I am Professor of English and Comparative Literature at UCLA, and the author of Romantic Imperialism (Cambridge University Press, 1998), William Blake and the Impossible History of the 1790s (University of Chicago Press, 2003), and Palestine Inside Out: An Everyday Occupation (WW Norton, 2008).
I am also the co-editor of The Arabian Nights in Historical Context (Oxford University Press, 2008) and Marxism Beyond Marxism (Routledge, 1996), as well as Editor of the journal Nineteenth-Century Literature.
I received my PhD from the Literature Program at Duke University in 1993, and my BA from Wesleyan University in 1987.
Most of my scholarship focuses on the culture of modernity and empire in late eighteenth- and early nineteenth-century Britain (the Romantic period), but I am also interested in the consequences and afterlives of modernity and empire in the contemporary Arab world, especially Lebanon and Palestine, about which I have published extensively in scholarly books as well as in academic journals such as Critical Inquiry.

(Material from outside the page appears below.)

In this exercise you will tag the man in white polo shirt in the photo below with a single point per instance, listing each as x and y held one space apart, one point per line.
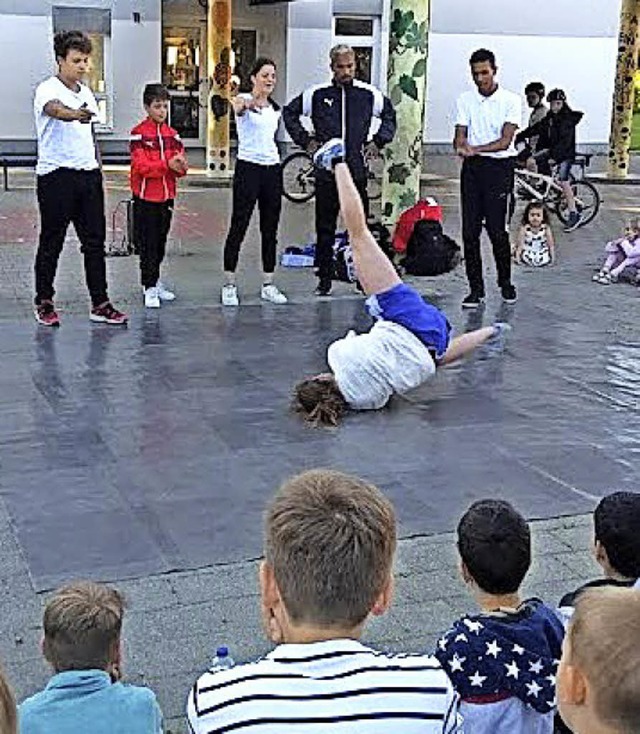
485 125
69 180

In the spirit of speaking not only to a relatively narrow circle of scholars sharing a common expertise but to a broader public as well, I have written a number of articles on contemporary events which have appeared in, among others, The Los Angeles Times, The Washington Post, The Chicago Tribune, The Nation, The Huffington Post, The London Review of Books and the Beirut newspaper al-akhbar.
I have also spoken or appeared on, among others, the BBC World Service, National Public Radio, al-Jazeera, PBS, and Radio National in Australia.